The latest events could be quite relevant. 1.) The controversial debate about dollarization may backfire against Correismo with dollarization the most popular politician (as the saying goes) while Vice President candidate Arauz tries to disassociate from a prior interview where he endorsed digital dollarization. 2.) There was also much antagonism and tension between presidential candidate Villavicencio and Correismo with corruption allegations of narcotraffic ties to the Petro administration. The anti-corruption campaign of Villavicencio may heighten the voter preference against corruption and firmly keep Correismo below the threshold for a first round win.

On to the second round

This is now less clear as latest polls from Cedatos and Ipsos show the emergence of PSC-backed candidate Jan Topic. The last-minute surge from Topic may reflect the pro-security voter concerns and his unique military experience. The latest events should only strengthen this trend with potential for a breakaway from other main candidates of Yaku Perez and Otto Sonnenholzner. There are pros/cons of electability and governability under these different candidates on what should be another test for Correismo in the second round. However, the competitiveness of the second round will clearly depend on first round results. If Correismo support reaches a low threshold (say below 32%), then this will weigh on their competitive prospects for the second round and potentially benefit the more centrist candidate (Topic, Otto or even Yaku).

The Yasuni referendum

There are no reliable polls to gauge voter sentiment for the NO (shutdown) or YES (stay open) on the referendum of the Yasuni oil field.  The media suggests that it’s a highly competitive campaign with CONAIE pushing its pro-environment agenda but then the reality closely hitting home on the loss of 1% of GDP in oil revenues for an under-developed region and a structurally high fiscal deficit. Will voters realize that they could lose their fuel subsidies? It’s not clear whether reality overtakes ideology on what remains critical oil revenues that represent the backbone of the economy in terms of growth, exports, and fiscal revenues and no obvious alternative growth model.  The loss is not negligible and would only complicate already fragile finances (deficit of ~3% of GDP), subpar economic growth (~2%), and weak foreign investment (below 1% of GDP). It would also serve as another reminder that there are no institutions that understand the suboptimal economic reality and reinforce the weak governability of the next mandate. The referendum results would strengthen and/or dampen any potential relief of a Correista first round loss. It’s not yet clear whether a backlash against Correismo translates into a shift towards a more centrist ideology and policy management.

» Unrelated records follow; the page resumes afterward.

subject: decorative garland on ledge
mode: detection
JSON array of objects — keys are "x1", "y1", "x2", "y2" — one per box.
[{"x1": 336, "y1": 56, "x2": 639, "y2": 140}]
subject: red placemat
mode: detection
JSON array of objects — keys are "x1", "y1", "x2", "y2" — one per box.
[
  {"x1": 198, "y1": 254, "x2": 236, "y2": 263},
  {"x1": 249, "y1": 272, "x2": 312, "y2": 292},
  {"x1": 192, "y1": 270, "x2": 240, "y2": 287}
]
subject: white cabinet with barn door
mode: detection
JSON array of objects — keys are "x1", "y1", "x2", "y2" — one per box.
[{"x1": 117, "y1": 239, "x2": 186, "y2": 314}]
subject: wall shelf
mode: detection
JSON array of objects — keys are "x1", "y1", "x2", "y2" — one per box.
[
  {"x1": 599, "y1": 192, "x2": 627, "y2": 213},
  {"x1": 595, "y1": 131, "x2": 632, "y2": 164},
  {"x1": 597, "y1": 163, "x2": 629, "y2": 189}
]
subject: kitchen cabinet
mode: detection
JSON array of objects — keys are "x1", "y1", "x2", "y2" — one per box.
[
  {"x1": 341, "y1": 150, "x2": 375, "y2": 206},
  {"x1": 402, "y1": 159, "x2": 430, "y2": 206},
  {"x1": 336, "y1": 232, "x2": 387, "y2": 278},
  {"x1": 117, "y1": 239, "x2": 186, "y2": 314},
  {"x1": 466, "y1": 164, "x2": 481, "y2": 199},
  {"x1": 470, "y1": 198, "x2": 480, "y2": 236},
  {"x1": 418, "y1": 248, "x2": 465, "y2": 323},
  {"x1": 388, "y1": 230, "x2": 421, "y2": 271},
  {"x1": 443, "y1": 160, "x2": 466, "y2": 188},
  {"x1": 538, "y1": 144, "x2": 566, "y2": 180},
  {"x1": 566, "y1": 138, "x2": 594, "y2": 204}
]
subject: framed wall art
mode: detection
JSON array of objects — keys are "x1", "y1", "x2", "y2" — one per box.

The governability is what matters most. The base case scenario of a moderate political transition is still insufficient to tackle economic reform without the collaboration from the legislature and the judiciary. The continuous setbacks on the reform agenda to discourage investment is almost alarming with no apparent understanding or appreciation for stronger growth and employment and no discussion about the economic growth model under constraints of dollarization. The short interim 15-month mandate may also prioritize a political over an economic agenda and further postpone difficult decisions. This all should continue to heavily discount the medium-term payments and trap bond prices within the same YTD trading range. The latest political developments may provide a shock to complacency and shift the political establishment towards a more collaborative effort to first recognize and then fix structural problems. This is what could provide some upside beyond a tactical bounce on the relief rally of lower political/policy risks on the loss of Correismo in the first round.